Wir bekommen im Buch dann auch Ros Familiengeschichte erzählt, die von vielen traurigen Events geprägt ist. Hier würde ich im Zweifel dringend empfehlen content warning nachzuschauen. Ros Eltern sind aus Korea in die USA eingewandert. Ihr Vater war ein erfolgsversprechender Wissenschaftler, ihre Mutter wollte Musiklehrerin werden. Allerdings wurde dann Ro geboren, und beide Eltern trafen Entscheidungen die mehr Stabilität und Sicherheit bieten sollten, gleichzeitig aber auch zu sich kumulierenden negativen Gefühlen beitragen. So ist die Familie in Ros Leben von viel Streit und wenig gegenseitigem Verständnis geprägt.

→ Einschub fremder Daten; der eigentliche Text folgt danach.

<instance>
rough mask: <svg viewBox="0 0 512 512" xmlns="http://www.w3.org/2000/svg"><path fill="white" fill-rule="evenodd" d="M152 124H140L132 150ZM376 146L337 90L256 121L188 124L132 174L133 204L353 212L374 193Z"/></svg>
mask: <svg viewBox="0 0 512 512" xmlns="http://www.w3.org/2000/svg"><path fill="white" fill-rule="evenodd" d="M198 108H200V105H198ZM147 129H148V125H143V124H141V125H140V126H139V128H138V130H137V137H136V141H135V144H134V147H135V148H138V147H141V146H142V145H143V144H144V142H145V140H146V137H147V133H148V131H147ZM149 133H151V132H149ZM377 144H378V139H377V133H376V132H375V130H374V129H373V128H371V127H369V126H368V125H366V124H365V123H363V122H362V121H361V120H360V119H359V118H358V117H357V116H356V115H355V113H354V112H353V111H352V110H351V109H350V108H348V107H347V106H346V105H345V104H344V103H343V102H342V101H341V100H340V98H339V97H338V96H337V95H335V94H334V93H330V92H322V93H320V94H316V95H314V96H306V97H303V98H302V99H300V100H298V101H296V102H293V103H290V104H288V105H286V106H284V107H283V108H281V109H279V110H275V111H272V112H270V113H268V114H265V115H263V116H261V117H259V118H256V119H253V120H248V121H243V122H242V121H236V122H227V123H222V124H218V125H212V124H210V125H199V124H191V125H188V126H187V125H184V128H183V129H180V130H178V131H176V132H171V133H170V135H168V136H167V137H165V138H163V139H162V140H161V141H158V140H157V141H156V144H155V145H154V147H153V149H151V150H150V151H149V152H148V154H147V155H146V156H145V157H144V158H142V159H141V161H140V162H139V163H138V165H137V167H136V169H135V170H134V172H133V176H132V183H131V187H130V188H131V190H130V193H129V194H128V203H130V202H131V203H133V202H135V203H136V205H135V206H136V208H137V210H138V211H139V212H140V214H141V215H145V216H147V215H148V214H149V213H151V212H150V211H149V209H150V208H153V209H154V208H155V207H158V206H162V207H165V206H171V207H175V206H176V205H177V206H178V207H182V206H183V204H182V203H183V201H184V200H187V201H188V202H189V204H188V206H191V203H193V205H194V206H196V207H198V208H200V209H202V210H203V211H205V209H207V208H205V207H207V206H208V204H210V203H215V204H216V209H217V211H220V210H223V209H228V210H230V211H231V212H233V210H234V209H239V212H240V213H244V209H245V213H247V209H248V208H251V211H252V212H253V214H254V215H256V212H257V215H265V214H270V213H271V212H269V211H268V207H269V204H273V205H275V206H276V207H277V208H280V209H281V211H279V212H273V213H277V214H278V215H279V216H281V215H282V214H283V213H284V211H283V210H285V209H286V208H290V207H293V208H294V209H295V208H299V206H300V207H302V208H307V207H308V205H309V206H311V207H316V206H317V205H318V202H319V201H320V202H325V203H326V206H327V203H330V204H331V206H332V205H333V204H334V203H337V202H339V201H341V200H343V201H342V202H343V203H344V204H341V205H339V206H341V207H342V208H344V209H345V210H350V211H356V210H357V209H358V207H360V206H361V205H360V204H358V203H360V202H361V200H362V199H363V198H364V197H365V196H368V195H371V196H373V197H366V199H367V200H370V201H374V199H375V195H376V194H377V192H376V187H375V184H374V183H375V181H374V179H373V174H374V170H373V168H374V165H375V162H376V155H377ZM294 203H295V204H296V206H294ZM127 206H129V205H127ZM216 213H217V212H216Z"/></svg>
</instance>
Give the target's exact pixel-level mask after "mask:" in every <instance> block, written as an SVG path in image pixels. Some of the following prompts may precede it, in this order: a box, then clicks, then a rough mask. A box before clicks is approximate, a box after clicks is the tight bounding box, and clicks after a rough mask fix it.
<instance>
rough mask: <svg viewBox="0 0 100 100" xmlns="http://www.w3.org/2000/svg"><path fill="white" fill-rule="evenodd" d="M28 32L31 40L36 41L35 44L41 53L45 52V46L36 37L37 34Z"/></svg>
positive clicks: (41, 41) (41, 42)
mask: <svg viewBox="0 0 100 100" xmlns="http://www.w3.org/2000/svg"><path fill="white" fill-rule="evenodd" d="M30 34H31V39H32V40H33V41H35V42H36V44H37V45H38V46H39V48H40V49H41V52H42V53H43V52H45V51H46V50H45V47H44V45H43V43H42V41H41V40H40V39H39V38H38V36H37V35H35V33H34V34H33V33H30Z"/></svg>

Eine besondere Rolle in dem Ganzen spielt dann Dolores, der Oktopus. Sie ist ein besonders riesiges Exemplar, das in einem besonders verschmutzten Teil des Pazifiks entdeckt wurde. In diesem Teil führen die Chemikalien im Wasser dazu, dass alle Meerestiere viel größer werden als anderswo. Ros Vater hat damals Dolores mitgebracht und sie lebt seit vielen Jahren in dem Aquarium. Für Ro stellt sie die letzte Verbindung zu ihrem verschwundenen Vater da, von dem sie nicht glauben kann, dass er tot ist. Dolores ist in diesem Sinne symbolisch viel mehr für Ro als ein Tier, das sie versorgt. Hier würden sich sicherlich einige wünschen, dass man noch etwas mehr Tintenfisch im Buch bekommt. Aber mir haben die Szenen mit ihr auf jeden Fall gefallen und ein paar spannende Fakten über die Tiere wurden auch eingebaut.
Am Ende muss Ro sich fragen, ob sie wirklich so weiterleben will, wie sie es gerade tut. Und welche Schritte vielleicht dazu führen können, dass sie mit sich und ihrem Leben zufriedener wird. Dazu muss sie bestimmte Dinge auch gehen lassen und sich eingestehen. Besonders schön fand ich, dass ihre Kindheitsfreundin am Ende dabei eine große Rolle spielt.
Alles in allem hat mir das Buch gut gefallen. Es werden viele tragische, aber wichtige Themen angesprochen. Ich mochte Ro als Hauptfigur, zumal sie auch an einer ähnlichen Stelle im Leben ist wie ich. Die Familiengeschichte war spannend und traurig, und hat sehr gut erläutert, warum Ro ist, wie sie ist. Und auch wenn ich gern etwas mehr Dolores gesehen hätte, fand ich es schön, dass hier mal ein etwas anderes Tier im Zentrum steht als die klassische Auswahl an Säugetieren.
Habt ihr schon Oktopus-Bücher gelesen? Oder findet ihr sie eher gruslig? Ich bin ein großer Fan.